Nickel-Chromium and Nickel-Chromium-Iron Alloys

• Nickel-chromium and nickel-chromium-iron resistance wires have the following characteristics:
• - High resistance: Nickel-chromium and nickel-chromium-iron resistance wires have higher resistance values, which enables them to generate heat when an electric current passes through.
• - Good temperature resistance: These resistance wires can withstand high temperatures without significant degradation in performance. They are commonly used in applications where high-temperature resistance is required.
• - Stable resistance: The resistance of nickel-chromium and nickel-chromium-iron resistance wires remains relatively stable over time and does not change significantly with temperature or other factors.
• - Corrosion resistance: These resistance wires are relatively resistant to corrosion, making them suitable for use in harsh environments or where exposure to moisture or chemicals is likely.
• - Long service life: Nickel-chromium and nickel-chromium-iron resistance wires typically have a long service life and can withstand repeated heating and cooling cycles without significant deterioration.

These characteristics make nickel-chromium and nickel-chromium-iron resistance wires widely used in applications such as heating elements, resistive heating, industrial processes, and temperature measurement. The specific choice between nickel-chromium and nickel-chromium-iron resistance wires depends on the specific requirements of the application, including temperature range, resistance value, and corrosion resistance needed. Especially Cr20Ni80 alloy has better comprehensive characteristics and it is the preferred type of high quality electric heating elements.

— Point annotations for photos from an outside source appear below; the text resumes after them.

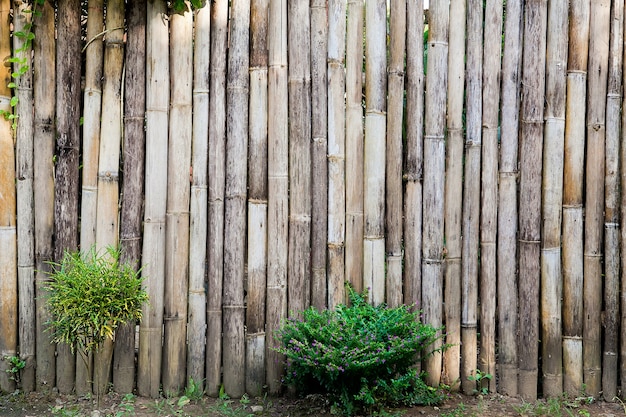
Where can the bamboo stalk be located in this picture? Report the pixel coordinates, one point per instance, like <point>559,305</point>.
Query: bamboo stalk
<point>153,252</point>
<point>599,27</point>
<point>453,195</point>
<point>434,182</point>
<point>531,136</point>
<point>395,109</point>
<point>354,142</point>
<point>336,152</point>
<point>552,198</point>
<point>215,242</point>
<point>471,196</point>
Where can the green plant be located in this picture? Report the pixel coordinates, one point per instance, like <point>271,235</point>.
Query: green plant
<point>361,355</point>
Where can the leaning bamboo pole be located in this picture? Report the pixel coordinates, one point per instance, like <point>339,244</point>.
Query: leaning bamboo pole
<point>507,199</point>
<point>552,198</point>
<point>196,326</point>
<point>319,151</point>
<point>354,142</point>
<point>237,88</point>
<point>599,29</point>
<point>453,195</point>
<point>573,183</point>
<point>336,151</point>
<point>393,184</point>
<point>215,241</point>
<point>531,138</point>
<point>153,251</point>
<point>471,195</point>
<point>434,182</point>
<point>44,80</point>
<point>257,200</point>
<point>278,187</point>
<point>610,364</point>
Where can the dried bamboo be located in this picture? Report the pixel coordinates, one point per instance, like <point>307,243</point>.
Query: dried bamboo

All these products are widely used in industrial electric furnace, metallurgy, machinery, household appliances and other industries to produce heating components.

Main Properties and Characteristics of Nickel-Chromium and Nickel-Chromium-Iron Material

Alloy Name Properties		Cr20Ni80	Cr30Ni70	Cr15Ni60	Cr20Ni35	Cr20Ni30
Main Chemical Components	Ni	Remainder	Remainder	55.0-61.0	34.0-37.0	30.0-34.0
	Cr	20.0-23.0	28.0-31.0	15.0-18.0	18.0-21.0	18.0-21.0
	Fe	≤1.0	≤1.0	Remainder	Remainder	Remainder
Maximum operating temperature		1200	1250	1150	1100	1100
Resistivity 20ºC (μΩ·m)		1.09	1.18	1.12	1.0	1.04
Density(g/cm3)		8.40	8.10	8.20	7.90	7.90
Coefficient of heat conductivity (20ºC) (W/m·K)		15	14	13	13	13
Coefficient of linear expansion (20ºC ~ 1000ºC) (α×10-6/ºC)		18.0	17.0	17.0	19.0	19.0
Melting point(ºC)		1400	1380	1390	1390	1390
Tensile strength(Rm/MPa)		≥650	≥650	≥600	≥600	≥600
Elongation(%)		≥20	≥20	≥20	≥20	≥20
Accelerated life test(Hours/ºC)		≥80/1200	≥50/1250	≥80/1150	≥80/1100	≥50/1100
Microscopic structure		Austenite	Austenite	Austenite	Austenite	Austenite
Magnetism		Nonmagnetic	Nonmagnetic	Weak magnetic	Nonmagnetic	Nonmagnetic

The temperature correction factor for Nickel-Chrome and Nickel-Chrome-Iron alloys

Alloy Name	20	100	200	300	400	500	600	700	800	900	1000	1100	1200
	ºC	ºC	ºC	ºC	ºC	ºC	ºC	ºC	ºC	ºC	ºC	ºC	ºC
Cr20Ni80	1	1.006	1.012	1.018	1.025	1.026	1.018	1.01	1.008	1.01	1.014	1.021	1.025
Cr30Ni70	1	1.007	1.016	1.028	1.038	1.044	1.036	1.03	1.028	1.029	1.033	1.037	1.043
Cr15Ni60	1	1.011	1.024	1.038	1.052	1.064	1.069	1.073	1.078	1.088	1.095	1.109
Cr20Ni35	1	1.029	1.061	1.09	1.115	1.139	1.157	1.173	1.188	1.208	1.219	1.228
Cr20Ni30	1	1.023	1.052	1.079	1.103	1.125	1.141	1.158	1.173	1.187	1.201	1.214	1.226
– To obtain resistance at working temperature, multiply by the factor in above table.